Mara doubled the security without hesitation. Every squad of ten now carried at least one shifter or mixed-blood warrior as its leader, trained to intervene the moment a cross-racial dispute threatened to spark.

Roxanne had predicted the need long before anyone else even considered it; uniting three races was never going to settle neatly in a night, or even in a month. It would take patience, vigilance, and strength, three things the Empire finally had again.

By the sixth month, the transformation from Erengard to Borgia is complete.

The old imperial archives were sealed beneath layers of protective wards and iron doors. Erengard’s history remained preserved, not erased, for the past mattered but was locked away from those who would cling to it or resurrect its cruelty. It existed now only as a memory and lesson, not a chain that could strangle the future.

A new Chapter had begun.

It’s written by an alpha whose dominance no longer fed on fear but on rightful strength shaped by loyalty. By an emperor who stood unchallenged not because others knelt from terror, but because their instincts recognized the authority in her very breath. And beside her stood a Luna whose presence had a quiet, devastating power, one that could control and bear the spirit king’s authorities.

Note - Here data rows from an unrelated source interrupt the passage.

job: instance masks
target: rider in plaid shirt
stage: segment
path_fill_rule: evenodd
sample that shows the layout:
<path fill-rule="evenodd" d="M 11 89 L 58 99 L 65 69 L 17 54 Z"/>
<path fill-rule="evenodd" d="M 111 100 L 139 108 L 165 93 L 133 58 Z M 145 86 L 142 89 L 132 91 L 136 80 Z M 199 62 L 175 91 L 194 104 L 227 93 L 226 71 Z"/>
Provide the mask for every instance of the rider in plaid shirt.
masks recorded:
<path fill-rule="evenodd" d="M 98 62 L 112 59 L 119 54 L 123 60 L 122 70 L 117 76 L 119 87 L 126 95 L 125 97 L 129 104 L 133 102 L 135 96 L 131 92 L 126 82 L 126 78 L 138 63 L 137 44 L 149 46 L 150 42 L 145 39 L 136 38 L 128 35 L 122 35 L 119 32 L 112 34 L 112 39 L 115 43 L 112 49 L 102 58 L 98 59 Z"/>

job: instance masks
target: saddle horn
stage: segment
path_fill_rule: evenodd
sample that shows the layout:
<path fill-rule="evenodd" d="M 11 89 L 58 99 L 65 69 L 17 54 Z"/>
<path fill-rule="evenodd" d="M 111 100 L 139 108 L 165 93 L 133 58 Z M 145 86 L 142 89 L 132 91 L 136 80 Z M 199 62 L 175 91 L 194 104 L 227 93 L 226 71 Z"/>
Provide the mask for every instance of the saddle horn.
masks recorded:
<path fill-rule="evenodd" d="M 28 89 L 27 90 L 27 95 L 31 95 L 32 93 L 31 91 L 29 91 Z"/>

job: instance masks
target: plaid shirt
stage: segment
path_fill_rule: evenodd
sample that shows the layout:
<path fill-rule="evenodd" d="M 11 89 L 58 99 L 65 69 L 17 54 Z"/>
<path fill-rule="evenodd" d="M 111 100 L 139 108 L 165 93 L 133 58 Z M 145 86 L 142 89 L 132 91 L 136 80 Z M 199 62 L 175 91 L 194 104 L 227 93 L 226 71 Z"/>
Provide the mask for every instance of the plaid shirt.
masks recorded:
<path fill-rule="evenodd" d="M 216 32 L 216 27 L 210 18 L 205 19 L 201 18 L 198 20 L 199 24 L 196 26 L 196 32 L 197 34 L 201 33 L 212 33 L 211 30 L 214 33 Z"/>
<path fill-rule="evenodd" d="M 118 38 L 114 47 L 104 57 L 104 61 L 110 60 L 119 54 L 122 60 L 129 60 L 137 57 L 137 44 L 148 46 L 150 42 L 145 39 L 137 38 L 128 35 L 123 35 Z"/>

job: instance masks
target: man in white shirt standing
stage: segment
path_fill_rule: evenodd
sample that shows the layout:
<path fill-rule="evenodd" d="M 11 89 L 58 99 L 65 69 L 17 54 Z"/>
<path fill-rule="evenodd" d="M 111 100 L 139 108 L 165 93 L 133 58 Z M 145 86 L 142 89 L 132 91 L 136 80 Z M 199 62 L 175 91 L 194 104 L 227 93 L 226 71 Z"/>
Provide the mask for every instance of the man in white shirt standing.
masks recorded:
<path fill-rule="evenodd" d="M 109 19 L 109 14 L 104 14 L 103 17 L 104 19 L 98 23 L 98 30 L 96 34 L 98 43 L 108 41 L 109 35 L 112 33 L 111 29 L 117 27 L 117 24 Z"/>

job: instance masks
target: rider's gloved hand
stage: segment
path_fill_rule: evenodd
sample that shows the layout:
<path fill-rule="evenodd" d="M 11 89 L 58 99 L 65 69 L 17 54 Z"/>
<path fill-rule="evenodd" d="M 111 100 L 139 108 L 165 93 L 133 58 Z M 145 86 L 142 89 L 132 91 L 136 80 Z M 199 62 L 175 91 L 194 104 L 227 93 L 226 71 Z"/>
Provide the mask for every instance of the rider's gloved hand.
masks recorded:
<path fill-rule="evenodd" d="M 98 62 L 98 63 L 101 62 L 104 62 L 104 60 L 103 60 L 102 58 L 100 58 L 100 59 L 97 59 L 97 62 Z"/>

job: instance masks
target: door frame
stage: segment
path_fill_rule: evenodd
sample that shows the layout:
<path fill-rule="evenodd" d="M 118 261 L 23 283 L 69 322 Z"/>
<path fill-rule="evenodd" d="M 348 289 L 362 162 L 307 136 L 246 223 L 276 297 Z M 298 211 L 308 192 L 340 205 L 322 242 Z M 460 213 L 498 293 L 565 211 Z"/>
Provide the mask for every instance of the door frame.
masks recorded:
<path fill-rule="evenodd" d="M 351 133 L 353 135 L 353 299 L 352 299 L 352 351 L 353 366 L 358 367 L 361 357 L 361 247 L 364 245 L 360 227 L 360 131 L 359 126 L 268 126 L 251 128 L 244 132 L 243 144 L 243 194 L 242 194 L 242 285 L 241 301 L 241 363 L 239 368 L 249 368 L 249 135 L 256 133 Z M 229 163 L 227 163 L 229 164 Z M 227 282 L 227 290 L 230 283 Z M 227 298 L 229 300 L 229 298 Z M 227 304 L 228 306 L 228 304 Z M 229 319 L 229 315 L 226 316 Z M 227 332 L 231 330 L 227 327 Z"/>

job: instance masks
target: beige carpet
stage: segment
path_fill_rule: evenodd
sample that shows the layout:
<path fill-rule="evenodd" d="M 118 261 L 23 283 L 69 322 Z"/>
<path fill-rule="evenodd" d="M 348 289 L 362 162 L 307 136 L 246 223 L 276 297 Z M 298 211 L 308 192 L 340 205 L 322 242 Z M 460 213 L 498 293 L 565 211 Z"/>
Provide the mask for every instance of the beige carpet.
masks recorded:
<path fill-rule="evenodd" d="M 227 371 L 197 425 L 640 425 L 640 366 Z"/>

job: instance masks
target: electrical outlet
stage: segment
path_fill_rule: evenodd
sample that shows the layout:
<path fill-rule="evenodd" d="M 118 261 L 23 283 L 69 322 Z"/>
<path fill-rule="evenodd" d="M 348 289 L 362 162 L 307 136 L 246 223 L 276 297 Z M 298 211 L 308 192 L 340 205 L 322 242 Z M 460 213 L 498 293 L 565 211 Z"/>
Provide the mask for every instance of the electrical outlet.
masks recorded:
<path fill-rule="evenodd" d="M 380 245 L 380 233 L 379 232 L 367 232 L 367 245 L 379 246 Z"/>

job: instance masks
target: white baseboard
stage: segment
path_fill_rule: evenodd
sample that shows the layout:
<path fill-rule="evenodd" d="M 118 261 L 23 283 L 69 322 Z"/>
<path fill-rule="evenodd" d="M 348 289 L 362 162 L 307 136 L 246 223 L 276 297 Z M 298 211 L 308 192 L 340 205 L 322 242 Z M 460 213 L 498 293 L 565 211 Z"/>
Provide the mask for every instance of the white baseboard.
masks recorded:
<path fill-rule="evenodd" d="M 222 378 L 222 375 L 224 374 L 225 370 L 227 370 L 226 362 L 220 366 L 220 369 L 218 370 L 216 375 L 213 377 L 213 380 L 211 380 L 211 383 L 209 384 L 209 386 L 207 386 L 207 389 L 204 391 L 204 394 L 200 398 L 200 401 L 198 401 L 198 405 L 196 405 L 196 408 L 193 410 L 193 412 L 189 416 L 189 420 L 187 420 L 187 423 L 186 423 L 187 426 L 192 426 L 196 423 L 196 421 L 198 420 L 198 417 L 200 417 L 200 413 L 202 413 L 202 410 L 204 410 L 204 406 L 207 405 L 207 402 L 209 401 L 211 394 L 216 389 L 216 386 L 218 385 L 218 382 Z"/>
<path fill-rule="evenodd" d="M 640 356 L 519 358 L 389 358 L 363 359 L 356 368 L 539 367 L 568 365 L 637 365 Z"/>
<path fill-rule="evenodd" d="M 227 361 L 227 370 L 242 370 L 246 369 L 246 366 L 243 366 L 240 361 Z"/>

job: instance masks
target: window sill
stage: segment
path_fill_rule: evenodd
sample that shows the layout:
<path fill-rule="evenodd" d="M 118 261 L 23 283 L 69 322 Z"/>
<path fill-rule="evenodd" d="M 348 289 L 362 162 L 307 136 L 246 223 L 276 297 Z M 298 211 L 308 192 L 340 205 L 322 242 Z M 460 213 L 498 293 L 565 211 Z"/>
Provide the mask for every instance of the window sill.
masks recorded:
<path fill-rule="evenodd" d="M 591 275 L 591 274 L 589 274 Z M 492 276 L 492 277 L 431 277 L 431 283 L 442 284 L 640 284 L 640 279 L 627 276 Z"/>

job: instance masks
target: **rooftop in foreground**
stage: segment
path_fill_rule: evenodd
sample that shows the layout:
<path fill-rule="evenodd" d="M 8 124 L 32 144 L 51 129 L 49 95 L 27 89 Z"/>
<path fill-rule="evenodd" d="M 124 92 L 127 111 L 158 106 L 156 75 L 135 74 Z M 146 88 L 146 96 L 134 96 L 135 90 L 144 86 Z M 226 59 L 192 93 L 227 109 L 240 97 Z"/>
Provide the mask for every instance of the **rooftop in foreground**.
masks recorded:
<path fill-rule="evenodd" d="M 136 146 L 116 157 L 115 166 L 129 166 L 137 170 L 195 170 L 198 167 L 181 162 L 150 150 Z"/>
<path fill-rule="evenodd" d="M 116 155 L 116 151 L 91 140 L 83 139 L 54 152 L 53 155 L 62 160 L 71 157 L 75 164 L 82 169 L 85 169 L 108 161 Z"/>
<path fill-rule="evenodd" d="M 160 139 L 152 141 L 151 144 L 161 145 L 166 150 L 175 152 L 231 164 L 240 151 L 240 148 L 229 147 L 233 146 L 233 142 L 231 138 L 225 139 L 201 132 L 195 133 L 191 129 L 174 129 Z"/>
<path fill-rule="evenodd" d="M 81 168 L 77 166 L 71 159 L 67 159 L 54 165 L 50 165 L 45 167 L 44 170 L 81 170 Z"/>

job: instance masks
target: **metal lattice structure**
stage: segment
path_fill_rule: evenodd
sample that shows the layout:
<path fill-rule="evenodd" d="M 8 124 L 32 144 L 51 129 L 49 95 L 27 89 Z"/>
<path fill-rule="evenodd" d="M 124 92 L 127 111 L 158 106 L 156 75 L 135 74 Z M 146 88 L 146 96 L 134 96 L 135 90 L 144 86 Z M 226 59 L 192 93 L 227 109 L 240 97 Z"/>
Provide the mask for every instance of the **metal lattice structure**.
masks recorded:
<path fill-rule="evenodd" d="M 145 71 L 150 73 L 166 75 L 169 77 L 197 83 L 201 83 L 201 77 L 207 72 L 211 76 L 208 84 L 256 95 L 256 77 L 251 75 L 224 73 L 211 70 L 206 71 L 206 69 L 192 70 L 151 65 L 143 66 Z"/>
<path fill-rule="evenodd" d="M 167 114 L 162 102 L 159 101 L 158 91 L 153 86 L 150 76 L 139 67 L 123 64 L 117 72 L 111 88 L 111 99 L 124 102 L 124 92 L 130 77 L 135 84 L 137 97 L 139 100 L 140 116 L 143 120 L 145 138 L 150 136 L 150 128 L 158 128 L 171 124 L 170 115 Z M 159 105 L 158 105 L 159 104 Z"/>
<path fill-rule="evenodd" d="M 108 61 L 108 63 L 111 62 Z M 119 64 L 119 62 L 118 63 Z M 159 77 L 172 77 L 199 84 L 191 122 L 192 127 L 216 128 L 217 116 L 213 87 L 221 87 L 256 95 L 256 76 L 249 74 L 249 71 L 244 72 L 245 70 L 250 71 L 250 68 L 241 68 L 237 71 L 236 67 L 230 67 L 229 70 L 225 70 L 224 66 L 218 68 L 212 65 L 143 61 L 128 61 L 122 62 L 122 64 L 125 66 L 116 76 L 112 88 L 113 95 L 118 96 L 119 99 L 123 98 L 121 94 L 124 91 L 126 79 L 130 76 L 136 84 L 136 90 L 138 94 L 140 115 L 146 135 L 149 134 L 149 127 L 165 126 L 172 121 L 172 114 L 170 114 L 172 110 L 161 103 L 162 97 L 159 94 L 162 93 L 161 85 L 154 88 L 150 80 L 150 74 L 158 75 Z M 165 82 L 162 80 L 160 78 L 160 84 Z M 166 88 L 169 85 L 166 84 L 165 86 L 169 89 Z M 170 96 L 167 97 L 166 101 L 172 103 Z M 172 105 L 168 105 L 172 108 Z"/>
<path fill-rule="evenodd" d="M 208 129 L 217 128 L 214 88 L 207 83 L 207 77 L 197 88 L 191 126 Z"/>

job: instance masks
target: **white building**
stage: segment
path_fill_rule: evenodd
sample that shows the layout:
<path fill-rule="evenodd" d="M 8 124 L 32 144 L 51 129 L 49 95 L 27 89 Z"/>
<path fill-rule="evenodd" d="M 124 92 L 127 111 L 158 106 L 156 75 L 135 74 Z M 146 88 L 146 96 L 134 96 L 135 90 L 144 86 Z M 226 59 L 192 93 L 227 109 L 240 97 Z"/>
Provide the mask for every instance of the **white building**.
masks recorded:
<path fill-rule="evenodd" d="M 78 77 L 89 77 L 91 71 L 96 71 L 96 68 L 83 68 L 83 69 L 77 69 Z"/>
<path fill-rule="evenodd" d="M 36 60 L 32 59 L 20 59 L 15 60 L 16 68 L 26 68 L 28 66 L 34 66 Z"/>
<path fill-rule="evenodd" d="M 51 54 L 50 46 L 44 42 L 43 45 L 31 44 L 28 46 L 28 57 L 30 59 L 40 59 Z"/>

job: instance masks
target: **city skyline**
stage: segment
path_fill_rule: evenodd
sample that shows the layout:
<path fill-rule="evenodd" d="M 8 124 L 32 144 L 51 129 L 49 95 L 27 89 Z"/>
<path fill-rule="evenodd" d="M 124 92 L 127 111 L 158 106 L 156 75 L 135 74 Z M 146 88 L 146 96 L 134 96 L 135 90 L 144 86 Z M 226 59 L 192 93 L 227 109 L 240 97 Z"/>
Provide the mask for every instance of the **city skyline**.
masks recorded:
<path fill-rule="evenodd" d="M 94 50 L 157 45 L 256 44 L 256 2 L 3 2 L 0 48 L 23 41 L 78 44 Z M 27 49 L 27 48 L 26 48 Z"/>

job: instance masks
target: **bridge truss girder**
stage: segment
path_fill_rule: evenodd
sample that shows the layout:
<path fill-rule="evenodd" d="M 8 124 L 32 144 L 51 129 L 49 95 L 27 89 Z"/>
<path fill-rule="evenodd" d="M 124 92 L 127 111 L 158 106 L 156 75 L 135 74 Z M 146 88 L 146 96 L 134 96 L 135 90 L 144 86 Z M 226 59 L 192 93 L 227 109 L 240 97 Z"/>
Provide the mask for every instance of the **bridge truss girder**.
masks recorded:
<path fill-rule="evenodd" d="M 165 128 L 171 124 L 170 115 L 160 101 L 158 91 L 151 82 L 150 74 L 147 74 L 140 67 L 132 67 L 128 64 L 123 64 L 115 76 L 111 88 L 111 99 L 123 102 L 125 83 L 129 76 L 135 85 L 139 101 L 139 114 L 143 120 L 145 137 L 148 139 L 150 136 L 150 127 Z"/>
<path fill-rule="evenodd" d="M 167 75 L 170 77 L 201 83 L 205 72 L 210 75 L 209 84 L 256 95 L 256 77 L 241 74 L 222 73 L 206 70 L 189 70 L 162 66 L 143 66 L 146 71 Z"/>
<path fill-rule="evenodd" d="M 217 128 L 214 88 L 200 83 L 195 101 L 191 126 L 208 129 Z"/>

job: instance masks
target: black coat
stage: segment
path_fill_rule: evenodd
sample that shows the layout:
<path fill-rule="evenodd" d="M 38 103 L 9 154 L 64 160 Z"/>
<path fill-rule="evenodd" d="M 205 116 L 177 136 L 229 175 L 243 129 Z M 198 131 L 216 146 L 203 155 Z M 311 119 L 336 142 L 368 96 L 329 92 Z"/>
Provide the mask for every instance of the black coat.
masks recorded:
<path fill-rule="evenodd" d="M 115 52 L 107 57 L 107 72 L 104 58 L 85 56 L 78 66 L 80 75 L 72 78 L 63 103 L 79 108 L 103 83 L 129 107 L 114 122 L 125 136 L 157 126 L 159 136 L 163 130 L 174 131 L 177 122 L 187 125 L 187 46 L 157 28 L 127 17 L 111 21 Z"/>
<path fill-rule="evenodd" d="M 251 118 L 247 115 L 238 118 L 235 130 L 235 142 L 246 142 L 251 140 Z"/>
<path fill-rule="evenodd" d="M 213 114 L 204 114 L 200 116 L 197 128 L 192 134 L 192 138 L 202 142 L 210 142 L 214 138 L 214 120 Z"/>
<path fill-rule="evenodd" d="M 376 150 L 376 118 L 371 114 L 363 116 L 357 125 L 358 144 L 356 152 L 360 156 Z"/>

The Borgia Empire had been born in blood, but it would rise in justice.

Under the rule of Roxanne de Borgia and her Empress, Vivianne, the continent would never again kneel beneath the shadow of a fractured, incomplete alpha. Never again would omegas be sacrificed. Never again would nobles run unchecked, devouring the lives beneath them. Never again would the Empire be allowed to rot from the inside.

The world shifted, slowly but undeniably. And soon—sooner than anyone expected—the newly forged Borgia Empire would welcome its first heir.